The advice about utf-8 encoding is a bit incomplete. While adding <meta charset="utf-8" /> is a good idea, it's also important to make sure that the webserver isn't sending an http Content-Type header that's something other than utf-8.
In HTML5, the browser is supposed to not sniff the document for a meta charset if the server headers specify a charset in the Content-type.
I've been scraping some Japanese sites lately and this has been a minor annoyance. Content-Type rarely has the encoding and Requests doesn't default to UTF-8 so you get mojibake for EUC-JP and UTF-8 unless you intervene.
Am I the only one on Linux that has Firefox able to display any characters correctly (e.g. in this case the Japanese chars, arabic/russian chars on some other pages, etc...), but Chrome not being able to at all? (it's since months that I scan websites while writing a prototype sw and it's always been like this when I did some random checks in the browsers)
I had these issues on Fedora, especially around emoji. Firefox was fine but Chrome was not. I ended having to play around with some font settings to force chrome to use noto fonts.
Yeah, you should probably report that somewhere, probably to your distribution maintainer (assuming you're talking about a distro Chromium build, and not Google's Chrome blob).
Google distributes Chrome on Linux on tens of millions of devices every year, it displays fonts just fine for almost everyone.
> Thx - but yes, it's really Chrome and Gentoo (my distro) downloads of course Chrome's blob => weird that I have this problem, isn't it?
Chances are that it's not that weird. If you have enough memory I recommend building Chromium from source. There's probably some library somewhere which is behaving in a way which packaged Chrome isn't fond of (and it seems like maybe the maintainer of the chrome binary package you're using needs to update it in some way).
(Aside: funny enough, Chrome OS is Gentoo-based IIRC.)
I haven't had that problem, on the same distro even! I do remember them often differing in what fonts they would select by default, and Chrome often seemed to pick a worse-looking option... but I never really had any problems with the text simply not rendering.
I remember in the book "Remote: Office Not Required" by Jason Fried and David Heinmeier Hansson, they mentioned finding internationalization issues early on because globally distributed remote teams naturally dogfood for international audiences.

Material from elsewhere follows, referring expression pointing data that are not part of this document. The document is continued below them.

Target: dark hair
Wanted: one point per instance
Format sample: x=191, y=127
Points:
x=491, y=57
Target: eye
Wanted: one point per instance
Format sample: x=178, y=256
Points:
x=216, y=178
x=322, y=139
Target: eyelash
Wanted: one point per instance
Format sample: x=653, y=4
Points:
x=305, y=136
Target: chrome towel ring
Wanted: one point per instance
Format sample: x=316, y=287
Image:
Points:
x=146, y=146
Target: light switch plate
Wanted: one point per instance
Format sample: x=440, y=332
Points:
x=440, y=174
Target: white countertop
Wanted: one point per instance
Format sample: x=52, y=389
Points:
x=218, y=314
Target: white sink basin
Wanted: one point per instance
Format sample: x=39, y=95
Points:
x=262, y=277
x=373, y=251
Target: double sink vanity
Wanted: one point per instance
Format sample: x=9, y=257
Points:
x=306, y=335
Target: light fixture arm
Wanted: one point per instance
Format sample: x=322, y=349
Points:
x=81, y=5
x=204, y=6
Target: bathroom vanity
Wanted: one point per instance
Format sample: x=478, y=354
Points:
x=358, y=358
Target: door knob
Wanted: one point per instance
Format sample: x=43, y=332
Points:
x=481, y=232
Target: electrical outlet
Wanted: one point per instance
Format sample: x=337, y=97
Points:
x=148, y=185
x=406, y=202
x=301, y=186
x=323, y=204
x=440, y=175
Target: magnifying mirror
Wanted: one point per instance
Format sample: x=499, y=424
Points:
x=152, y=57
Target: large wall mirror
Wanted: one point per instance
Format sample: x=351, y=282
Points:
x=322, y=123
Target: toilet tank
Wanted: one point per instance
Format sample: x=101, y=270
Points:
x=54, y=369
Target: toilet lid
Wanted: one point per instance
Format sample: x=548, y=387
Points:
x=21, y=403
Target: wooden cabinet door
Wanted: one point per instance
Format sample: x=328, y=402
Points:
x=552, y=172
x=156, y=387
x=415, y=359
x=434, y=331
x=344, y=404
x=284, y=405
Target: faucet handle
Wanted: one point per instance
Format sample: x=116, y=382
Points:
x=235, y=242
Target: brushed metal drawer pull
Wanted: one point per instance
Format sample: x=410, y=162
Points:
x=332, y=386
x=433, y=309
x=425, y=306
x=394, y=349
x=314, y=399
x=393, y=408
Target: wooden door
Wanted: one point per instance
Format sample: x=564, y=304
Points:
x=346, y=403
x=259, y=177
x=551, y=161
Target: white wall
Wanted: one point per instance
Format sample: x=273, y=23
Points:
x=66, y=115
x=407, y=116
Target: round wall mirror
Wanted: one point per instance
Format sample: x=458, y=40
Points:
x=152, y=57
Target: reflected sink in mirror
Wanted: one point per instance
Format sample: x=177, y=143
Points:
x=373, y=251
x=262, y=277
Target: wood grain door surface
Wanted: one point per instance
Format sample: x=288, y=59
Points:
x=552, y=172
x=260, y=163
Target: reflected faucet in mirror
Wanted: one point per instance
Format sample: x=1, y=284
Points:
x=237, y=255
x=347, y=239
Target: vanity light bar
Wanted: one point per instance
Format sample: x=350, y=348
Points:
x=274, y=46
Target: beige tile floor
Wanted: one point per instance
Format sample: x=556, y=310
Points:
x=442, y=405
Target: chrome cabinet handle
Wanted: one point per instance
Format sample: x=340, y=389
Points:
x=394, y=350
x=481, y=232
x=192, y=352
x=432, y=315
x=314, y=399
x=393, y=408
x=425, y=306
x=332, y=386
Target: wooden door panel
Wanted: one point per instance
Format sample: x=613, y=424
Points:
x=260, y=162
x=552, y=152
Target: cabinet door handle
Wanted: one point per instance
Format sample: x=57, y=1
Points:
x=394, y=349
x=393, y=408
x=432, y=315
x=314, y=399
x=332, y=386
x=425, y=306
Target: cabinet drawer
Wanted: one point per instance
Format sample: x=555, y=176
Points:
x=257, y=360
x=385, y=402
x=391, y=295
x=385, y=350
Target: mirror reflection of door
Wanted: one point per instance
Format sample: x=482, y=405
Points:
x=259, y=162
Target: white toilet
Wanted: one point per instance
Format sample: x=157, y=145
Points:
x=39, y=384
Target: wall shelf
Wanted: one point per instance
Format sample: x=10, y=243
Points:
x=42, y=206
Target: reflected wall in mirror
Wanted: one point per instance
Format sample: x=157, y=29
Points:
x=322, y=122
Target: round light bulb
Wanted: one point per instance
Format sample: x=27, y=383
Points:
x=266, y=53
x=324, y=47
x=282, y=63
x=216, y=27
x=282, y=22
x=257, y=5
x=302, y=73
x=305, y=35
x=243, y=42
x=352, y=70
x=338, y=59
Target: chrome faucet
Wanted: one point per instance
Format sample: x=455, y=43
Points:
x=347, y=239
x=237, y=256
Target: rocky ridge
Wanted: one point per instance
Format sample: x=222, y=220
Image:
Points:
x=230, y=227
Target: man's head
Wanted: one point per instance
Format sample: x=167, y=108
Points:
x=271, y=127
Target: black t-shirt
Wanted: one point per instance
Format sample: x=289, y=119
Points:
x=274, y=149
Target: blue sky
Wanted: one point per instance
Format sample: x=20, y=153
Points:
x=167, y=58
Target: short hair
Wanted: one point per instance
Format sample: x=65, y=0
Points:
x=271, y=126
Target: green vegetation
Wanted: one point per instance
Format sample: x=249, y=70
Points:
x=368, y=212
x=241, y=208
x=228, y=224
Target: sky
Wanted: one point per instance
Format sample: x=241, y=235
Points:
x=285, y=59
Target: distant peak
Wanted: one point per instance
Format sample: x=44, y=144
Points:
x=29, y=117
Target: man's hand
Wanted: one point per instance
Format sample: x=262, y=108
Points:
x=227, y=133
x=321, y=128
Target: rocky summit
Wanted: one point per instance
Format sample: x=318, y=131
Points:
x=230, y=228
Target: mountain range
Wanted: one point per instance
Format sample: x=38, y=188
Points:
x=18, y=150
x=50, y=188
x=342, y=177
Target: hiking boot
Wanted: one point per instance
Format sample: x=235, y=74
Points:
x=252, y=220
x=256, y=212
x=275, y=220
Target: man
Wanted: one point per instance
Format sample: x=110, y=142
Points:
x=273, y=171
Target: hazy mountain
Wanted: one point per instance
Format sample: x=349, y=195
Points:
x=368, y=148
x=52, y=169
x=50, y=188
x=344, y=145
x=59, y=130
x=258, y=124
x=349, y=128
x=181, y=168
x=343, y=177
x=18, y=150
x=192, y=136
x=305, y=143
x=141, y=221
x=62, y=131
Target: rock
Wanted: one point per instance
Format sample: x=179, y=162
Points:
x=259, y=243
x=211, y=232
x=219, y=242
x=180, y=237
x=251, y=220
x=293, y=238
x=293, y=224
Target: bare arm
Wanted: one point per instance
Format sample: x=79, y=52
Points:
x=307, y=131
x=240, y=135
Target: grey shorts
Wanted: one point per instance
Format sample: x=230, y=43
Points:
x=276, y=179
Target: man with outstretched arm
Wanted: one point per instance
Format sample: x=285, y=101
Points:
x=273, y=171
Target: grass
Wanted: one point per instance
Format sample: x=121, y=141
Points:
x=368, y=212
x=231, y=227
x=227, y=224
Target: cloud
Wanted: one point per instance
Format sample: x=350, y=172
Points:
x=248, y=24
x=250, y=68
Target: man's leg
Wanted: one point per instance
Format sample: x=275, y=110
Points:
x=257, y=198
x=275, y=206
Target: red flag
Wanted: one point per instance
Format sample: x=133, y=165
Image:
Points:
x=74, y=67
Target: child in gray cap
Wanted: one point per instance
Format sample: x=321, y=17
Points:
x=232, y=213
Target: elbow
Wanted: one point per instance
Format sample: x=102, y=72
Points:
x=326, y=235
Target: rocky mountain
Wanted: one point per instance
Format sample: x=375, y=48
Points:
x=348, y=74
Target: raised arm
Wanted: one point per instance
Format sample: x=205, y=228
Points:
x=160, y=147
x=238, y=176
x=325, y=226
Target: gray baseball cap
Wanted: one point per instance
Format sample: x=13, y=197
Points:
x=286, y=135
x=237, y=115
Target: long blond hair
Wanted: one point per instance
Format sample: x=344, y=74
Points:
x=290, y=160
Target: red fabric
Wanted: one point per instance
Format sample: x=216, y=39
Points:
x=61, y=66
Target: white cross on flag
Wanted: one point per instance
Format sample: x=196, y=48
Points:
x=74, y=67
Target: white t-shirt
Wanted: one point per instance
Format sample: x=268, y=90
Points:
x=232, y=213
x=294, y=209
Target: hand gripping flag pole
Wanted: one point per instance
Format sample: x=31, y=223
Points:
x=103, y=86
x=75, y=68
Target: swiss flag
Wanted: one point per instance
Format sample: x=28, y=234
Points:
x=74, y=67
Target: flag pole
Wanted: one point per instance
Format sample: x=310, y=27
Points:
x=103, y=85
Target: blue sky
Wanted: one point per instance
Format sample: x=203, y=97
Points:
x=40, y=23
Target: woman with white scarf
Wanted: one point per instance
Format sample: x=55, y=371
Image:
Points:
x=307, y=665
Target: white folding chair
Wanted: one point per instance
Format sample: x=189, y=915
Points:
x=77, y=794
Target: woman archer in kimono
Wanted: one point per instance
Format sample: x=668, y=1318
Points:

This struck me as one of their key selling points for remote work.
You also, of course, need a company that is receptive to this as a goal. I usually run my computer in whatever language I'm trying to learn at the moment, and I've had more than one company dismiss i18n issues I've discovered as "well, we're not going to sell in that country any time soon!" (i.e., "get back to making the demo look pretty").
I had a lot of problems making Japanese text on ichi.moe display correctly. I'm using lang="ja" instead of lang="ja-jp" though, it seems to work and is shorter. The main problem with Japanese characters displayed in Chinese font (which happens when lang property is not set explicitly) is that some characters are barely recognizable as the same character. Compare 誤 in a Chinese font and a Japanese font. [1] Yep, this is the same character according to Unicode. Imagine if Latin letter g, Cyrillic г and Greek 𝛾 had the same Unicode codepoint.
Can you explain more about the 誤 example you provided?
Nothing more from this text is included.